「教える」という仕事、というお題で、高校生と90分を一緒に過ごした。教育関係に進みたい生徒たち60名弱を対象に、こうした教育に関わるタイトルの講義を、何人だったか10人を上回る複数の大学の教員が担当するという講座の一部である。
片手少しほどの数の保護者の参加も得て、授業を担ったが、その最中、改めてそうだなあと思わされることがあった。

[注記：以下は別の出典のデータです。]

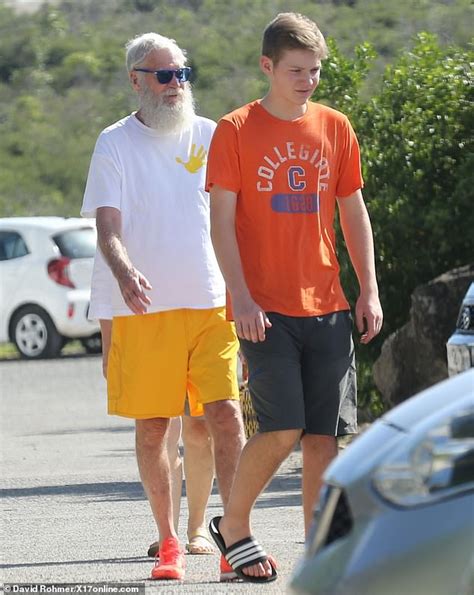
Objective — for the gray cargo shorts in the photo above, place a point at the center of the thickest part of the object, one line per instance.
(303, 375)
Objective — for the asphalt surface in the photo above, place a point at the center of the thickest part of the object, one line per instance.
(73, 509)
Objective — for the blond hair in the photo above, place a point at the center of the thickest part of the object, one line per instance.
(292, 31)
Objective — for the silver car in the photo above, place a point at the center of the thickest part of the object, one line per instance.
(460, 345)
(397, 507)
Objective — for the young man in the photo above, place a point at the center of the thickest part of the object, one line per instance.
(169, 333)
(277, 168)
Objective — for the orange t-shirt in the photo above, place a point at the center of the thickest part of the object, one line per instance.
(287, 175)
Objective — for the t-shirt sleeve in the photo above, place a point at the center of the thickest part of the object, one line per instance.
(223, 164)
(350, 173)
(104, 182)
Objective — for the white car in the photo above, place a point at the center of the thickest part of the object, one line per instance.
(45, 275)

それは、講師(授業者)を見る眼差しの強さ、真剣さが女子生徒に顕著で、男子生徒についてはあまりそうとは言えないかなあと感じたのだ。
眼差しであなたのことを聴いていますよとメッセージを送る、勢い、授業者もその眼差しに惹かれる、するといっそう見てくれるような気がする。こうした好循環が、「熱心な授業者」と「熱心な受講者」の構図を生み出すのではないだろうか。

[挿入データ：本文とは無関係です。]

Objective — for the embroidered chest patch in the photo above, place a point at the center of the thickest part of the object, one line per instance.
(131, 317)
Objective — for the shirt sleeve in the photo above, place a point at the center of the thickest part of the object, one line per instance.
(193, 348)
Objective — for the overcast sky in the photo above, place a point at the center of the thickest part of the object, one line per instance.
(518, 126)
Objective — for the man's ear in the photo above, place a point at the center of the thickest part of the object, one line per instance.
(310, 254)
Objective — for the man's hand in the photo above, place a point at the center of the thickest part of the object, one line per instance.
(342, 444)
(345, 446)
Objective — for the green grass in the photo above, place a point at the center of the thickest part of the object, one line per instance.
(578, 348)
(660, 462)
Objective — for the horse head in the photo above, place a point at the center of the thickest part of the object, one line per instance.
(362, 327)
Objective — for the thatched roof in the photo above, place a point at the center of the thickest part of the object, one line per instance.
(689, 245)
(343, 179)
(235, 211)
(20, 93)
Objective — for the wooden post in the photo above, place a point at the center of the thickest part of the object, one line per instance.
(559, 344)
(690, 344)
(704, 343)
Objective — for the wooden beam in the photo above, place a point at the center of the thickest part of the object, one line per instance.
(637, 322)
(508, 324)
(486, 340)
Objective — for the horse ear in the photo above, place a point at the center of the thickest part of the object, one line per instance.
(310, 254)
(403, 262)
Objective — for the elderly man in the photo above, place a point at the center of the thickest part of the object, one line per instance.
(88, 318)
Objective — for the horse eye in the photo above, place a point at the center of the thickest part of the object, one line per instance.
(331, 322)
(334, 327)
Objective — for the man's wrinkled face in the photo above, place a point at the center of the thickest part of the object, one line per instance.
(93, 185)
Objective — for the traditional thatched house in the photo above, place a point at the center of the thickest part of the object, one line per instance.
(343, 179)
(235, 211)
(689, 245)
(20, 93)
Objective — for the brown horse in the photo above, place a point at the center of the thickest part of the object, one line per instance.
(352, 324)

「人の目を見て話をしなさい」といった類の教えは、それとなく聞いてはいるだろうけれど、実際にそうできるかと問われれば難しい点が少なくない。あまりに見ると失礼ではないか、誤解を与えないかと懸念されるだろうから。
おそらく、しっかりと見つめることができるのは、相手との緊張関係を想定しつつも、自分の意思や意図を表現することにやぶさかではない、つまりは自分に対する基本的な自信のあることが寛容ではないかと。恥ずかしがりに過ぎるのではなく、かといって自己への過大な評価にもとづくのでもない、「いい加減」の自己評価と対人関係を作り出せる力、こうした一つの現れとして、「しっかりと相手を見つめる」ことができるのではないかな。

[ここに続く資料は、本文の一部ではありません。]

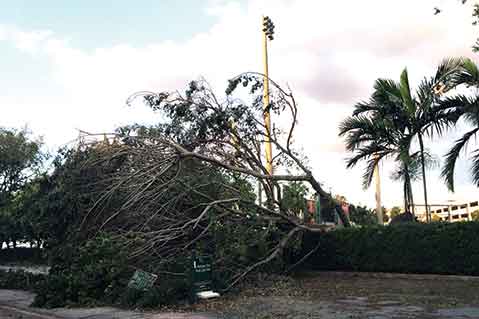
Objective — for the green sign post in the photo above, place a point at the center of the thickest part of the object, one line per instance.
(201, 273)
(142, 280)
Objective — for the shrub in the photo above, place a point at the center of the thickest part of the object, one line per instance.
(20, 280)
(21, 254)
(91, 273)
(438, 248)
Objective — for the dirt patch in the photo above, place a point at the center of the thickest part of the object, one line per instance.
(328, 296)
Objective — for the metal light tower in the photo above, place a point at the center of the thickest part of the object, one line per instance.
(379, 209)
(268, 31)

仮にそれが女子生徒に多く見られるということならば、「弱者」ゆえの女性に刻印された結果と見ることもできる。弱い立場ゆえに、鍛えられ、逞しくなる彼女たちの様子を想像するに、「過去の遺産」で今なおやりすごそうとしている男子の一部に、さもありなんと思わされる。「目力」(めぢから)なのかどうか、相手を自分に向かせる方略について、おしなべて男子生徒(学生もかしらん)には、よく研究してほしいと思う。